Brocade Communications Systems, Inc. (NASDAQ: BRCD) has already been seeing severe weakness with the market downturn. In part it was because Dell Inc. (NASDAQ:DELL) appears to be no real acquirer of the company as many pundits had previously hoped. The rest is that larger peers like Juniper Networks, Inc. (NYSE: JNPR) and Riverbed Technology, Inc. (NASDAQ: RVBD) have followed Cisco Systems, Inc. (NASDAQ: CSCO) down the path of slowing business. This morning came word that things are weakening just as the share decline had been telling you to worry about.
The warning is not exactly awful nor is it the end of the world, but a severe slowing and even a contraction is being seen here. Brocade is often considered the lower cost alternative, which implies that businesses are just pushing out orders rather than moving to lower cost alternative to Cisco and other vendors.
The warning puts quarterly revenue in the range of $500 to $505 million versus a prior target of $540 to $560 million on flat year-over-year sales; earnings per share was put in a range of $0.08 to $0.09 EPS on a non-GAAP basis versus a prior $0.10 to $0.11 EPS target.

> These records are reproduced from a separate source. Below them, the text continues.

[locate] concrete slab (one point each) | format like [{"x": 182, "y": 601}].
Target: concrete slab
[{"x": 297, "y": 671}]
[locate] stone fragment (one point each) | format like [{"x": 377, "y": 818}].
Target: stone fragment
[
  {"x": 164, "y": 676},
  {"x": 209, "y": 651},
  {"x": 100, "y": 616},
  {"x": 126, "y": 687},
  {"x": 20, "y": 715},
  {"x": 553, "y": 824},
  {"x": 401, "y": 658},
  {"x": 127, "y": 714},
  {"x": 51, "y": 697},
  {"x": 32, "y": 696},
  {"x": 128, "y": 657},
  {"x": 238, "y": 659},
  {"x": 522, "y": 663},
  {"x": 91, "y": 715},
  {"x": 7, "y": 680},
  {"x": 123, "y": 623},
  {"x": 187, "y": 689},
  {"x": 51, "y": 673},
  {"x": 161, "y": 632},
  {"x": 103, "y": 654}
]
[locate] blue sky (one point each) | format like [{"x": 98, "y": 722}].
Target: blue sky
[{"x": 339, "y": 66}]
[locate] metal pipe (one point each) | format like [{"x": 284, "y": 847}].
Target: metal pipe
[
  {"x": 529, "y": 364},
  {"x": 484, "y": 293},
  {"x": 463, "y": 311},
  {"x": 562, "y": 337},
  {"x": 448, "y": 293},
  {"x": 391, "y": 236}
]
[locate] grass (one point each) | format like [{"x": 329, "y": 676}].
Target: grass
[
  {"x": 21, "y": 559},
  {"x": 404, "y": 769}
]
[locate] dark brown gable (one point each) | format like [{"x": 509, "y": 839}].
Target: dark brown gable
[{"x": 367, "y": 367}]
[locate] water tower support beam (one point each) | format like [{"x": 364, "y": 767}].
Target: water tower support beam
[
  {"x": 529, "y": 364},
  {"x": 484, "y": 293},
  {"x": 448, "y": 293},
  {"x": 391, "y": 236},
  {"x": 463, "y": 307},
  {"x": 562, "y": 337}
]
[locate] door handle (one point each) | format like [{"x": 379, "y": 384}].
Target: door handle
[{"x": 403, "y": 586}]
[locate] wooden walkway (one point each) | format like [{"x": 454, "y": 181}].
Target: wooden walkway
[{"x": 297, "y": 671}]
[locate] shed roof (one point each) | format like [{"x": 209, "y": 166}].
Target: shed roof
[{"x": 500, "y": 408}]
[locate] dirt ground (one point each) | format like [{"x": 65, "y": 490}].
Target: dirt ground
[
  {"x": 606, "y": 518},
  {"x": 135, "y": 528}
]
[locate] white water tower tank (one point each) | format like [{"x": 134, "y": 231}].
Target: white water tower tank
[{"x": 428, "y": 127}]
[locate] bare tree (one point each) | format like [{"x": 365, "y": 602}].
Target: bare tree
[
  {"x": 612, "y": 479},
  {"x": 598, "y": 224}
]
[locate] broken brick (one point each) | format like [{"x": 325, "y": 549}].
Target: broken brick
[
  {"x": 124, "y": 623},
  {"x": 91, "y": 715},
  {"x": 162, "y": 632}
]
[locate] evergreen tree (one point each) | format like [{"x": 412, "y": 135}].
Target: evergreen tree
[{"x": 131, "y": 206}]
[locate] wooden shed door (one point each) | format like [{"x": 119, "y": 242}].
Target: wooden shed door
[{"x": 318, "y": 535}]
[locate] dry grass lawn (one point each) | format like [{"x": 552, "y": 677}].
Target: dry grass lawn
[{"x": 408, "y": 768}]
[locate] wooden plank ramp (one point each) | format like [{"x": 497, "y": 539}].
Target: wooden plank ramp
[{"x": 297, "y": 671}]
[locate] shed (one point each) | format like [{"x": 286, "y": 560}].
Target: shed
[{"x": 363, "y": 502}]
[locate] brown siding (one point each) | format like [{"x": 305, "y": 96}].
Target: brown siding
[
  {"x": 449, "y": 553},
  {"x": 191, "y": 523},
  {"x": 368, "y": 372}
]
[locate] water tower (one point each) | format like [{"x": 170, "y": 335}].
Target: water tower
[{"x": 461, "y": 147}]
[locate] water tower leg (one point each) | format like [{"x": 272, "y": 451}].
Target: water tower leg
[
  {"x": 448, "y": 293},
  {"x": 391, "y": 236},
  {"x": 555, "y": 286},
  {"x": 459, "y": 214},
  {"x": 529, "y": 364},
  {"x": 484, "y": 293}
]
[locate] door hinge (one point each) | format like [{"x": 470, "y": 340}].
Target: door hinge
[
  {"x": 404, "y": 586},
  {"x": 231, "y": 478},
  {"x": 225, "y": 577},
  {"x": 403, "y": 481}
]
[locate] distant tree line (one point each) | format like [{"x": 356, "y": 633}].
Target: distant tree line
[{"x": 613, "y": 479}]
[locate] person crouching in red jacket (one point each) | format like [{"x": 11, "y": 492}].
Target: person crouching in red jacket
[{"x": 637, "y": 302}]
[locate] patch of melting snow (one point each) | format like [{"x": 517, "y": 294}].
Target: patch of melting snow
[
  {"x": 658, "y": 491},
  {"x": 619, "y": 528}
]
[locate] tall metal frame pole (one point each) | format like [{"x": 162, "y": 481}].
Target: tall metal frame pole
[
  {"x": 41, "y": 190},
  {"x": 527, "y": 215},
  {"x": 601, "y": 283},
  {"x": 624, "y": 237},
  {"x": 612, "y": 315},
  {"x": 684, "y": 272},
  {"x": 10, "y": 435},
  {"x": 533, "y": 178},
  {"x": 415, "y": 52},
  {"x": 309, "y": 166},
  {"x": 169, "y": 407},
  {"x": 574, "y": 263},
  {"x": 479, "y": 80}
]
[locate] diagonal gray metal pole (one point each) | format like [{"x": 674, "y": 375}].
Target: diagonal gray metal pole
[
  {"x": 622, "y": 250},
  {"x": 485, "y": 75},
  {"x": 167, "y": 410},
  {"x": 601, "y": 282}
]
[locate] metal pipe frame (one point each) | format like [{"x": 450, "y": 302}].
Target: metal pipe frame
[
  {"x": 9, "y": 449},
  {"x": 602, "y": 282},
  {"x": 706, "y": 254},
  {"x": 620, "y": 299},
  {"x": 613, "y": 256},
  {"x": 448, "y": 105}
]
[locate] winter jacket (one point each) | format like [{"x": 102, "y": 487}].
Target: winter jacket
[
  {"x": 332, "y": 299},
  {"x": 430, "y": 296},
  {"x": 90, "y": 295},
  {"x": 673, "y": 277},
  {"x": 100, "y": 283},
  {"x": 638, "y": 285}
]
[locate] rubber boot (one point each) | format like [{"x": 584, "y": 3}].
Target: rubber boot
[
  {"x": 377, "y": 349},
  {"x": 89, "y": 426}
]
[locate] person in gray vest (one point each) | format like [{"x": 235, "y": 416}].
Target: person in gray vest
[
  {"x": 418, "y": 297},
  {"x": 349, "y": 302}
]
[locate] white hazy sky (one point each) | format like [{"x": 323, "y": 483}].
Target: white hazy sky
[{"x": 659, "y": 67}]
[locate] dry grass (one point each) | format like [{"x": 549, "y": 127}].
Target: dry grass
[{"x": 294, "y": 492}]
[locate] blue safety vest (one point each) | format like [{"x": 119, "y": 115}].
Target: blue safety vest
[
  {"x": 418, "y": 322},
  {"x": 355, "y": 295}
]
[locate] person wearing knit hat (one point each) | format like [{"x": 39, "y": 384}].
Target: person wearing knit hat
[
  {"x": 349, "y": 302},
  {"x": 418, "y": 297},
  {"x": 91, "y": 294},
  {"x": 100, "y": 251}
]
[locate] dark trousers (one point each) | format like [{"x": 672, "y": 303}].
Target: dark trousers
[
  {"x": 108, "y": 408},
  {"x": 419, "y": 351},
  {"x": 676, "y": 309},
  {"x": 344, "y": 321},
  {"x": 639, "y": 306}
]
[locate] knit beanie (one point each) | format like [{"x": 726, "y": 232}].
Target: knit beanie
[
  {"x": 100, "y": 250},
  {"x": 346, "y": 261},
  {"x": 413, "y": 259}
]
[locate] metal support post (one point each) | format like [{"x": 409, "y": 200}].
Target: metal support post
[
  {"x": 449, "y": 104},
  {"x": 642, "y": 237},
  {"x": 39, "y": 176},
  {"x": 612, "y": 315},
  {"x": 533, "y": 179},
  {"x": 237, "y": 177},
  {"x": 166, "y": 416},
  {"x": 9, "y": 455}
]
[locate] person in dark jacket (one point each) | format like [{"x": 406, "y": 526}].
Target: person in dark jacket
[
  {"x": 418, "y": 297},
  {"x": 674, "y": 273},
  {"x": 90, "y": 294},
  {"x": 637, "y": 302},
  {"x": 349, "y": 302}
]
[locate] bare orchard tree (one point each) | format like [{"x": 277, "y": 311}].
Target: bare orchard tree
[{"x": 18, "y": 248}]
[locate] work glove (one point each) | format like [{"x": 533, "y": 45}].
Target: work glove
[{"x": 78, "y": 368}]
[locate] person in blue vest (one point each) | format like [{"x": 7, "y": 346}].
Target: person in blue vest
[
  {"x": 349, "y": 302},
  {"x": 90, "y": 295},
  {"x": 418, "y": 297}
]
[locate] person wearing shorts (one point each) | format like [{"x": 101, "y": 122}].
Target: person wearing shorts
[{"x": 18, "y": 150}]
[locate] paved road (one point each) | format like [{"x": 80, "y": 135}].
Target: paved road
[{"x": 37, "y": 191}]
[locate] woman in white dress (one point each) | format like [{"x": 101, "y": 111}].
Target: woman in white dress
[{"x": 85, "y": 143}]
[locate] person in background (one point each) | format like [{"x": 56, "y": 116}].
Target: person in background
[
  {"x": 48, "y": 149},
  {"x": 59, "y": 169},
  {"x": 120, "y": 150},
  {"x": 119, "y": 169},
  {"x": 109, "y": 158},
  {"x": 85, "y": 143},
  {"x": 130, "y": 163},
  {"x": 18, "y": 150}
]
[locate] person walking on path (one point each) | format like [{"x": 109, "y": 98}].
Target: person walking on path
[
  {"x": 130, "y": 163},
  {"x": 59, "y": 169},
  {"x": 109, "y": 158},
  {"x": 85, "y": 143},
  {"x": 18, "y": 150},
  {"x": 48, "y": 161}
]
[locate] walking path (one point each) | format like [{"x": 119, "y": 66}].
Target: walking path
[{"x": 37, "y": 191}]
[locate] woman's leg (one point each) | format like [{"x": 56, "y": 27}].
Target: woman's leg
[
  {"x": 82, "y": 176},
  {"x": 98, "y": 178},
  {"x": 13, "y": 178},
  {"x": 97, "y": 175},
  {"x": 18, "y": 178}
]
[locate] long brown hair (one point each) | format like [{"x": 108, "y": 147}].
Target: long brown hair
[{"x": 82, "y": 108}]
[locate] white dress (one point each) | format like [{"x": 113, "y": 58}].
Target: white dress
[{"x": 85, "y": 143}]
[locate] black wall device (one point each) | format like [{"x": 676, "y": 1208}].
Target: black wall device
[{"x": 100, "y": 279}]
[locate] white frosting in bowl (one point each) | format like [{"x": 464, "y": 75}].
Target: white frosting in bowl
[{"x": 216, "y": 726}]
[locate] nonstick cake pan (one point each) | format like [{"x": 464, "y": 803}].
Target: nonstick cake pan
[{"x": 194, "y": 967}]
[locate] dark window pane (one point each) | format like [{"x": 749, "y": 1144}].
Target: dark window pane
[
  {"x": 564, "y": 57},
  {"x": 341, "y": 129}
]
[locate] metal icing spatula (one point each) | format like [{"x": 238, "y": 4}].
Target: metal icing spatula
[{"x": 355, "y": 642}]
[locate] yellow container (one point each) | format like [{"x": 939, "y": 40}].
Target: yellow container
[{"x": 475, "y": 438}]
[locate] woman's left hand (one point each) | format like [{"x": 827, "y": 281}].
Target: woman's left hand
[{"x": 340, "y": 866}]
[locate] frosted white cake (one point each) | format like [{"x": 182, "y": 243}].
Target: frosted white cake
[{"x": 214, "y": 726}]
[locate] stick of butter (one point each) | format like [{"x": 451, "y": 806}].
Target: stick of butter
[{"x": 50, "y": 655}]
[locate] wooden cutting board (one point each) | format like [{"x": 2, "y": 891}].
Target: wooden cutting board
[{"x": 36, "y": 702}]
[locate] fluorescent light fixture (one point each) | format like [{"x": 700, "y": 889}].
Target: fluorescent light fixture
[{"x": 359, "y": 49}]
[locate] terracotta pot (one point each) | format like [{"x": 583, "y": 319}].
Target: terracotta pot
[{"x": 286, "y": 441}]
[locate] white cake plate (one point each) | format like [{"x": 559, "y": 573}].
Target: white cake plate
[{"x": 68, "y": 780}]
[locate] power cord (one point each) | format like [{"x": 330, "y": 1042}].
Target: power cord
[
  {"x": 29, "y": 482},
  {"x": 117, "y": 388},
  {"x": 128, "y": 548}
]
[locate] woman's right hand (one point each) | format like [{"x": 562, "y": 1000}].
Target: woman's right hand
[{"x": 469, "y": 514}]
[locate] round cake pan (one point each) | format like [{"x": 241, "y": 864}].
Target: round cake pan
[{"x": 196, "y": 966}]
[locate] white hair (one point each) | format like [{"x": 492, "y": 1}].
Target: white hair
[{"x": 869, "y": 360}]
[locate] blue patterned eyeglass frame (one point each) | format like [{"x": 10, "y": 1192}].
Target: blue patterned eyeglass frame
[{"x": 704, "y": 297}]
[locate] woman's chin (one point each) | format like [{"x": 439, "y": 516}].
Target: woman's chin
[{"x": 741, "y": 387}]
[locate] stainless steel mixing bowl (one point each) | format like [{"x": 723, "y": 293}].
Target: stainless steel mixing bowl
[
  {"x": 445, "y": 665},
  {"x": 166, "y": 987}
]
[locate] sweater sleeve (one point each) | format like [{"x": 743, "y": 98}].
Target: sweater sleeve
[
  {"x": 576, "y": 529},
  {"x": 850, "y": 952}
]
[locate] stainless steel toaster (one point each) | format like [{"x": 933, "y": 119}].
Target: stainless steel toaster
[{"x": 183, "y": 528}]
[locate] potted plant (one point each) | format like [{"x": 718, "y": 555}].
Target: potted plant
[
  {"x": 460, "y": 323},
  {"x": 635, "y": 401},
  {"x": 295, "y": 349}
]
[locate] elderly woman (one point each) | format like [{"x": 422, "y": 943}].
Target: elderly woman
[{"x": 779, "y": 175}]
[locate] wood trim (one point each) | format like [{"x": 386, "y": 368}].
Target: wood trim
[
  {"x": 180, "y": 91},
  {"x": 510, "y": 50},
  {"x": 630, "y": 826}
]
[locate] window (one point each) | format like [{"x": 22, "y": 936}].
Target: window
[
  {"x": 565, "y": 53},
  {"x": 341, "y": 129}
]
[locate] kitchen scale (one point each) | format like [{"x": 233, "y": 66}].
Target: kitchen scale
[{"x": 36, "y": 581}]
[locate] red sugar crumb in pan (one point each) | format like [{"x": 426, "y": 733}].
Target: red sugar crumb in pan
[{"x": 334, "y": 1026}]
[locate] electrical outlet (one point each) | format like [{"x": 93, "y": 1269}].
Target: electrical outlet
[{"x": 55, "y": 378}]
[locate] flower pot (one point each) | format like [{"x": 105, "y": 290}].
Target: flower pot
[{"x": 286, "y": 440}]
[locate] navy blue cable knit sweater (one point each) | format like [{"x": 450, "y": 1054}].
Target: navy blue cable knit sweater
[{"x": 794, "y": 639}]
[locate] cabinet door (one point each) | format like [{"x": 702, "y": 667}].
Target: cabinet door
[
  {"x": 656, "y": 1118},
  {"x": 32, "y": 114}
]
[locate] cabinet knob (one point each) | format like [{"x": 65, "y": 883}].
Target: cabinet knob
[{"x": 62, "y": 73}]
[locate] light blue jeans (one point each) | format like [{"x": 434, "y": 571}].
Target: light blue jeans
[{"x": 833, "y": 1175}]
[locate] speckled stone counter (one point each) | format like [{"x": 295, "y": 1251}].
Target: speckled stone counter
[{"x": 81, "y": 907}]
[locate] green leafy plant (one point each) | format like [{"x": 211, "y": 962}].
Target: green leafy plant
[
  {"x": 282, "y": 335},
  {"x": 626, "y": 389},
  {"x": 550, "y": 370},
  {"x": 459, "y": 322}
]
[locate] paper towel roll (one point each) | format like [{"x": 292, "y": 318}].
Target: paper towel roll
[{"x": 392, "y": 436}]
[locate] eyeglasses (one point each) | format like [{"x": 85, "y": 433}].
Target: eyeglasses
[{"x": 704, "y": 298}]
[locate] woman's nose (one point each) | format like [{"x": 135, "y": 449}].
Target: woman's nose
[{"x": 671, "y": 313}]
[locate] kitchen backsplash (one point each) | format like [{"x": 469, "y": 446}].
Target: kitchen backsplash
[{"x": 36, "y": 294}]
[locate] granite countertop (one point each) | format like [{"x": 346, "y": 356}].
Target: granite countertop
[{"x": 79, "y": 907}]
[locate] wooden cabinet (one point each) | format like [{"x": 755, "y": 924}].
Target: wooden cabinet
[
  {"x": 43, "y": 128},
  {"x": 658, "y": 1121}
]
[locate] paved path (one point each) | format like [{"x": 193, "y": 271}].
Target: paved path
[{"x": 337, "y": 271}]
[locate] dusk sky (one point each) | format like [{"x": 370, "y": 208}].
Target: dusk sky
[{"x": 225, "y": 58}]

The Holy Grail of storage is shrinking. Brocade sees $333 to $336 million in storage business sales, down 5% to 6% year-over-year which the company said “reflects a reduction in the third quarter of approximately one-half week of Fibre Channel inventory held at the OEMs” as well as having “experienced weaker-than-expected Storage end-user demand, which was down slightly from the previous quarter.”
The ethernet business grew and sales should be $167 to $169 million in sales for a 12% to 13% gain from a year ago. This is not as solid as planned and Brocade blamed lower than expected Federal sales (austerity) combined with a soft IT spending environment.
Brocade shares were halted for the news after a $4.89 close on Thursday versus a 52-week trading range of $4.64 to $7.30. The beat goes on, but it is a slower beat.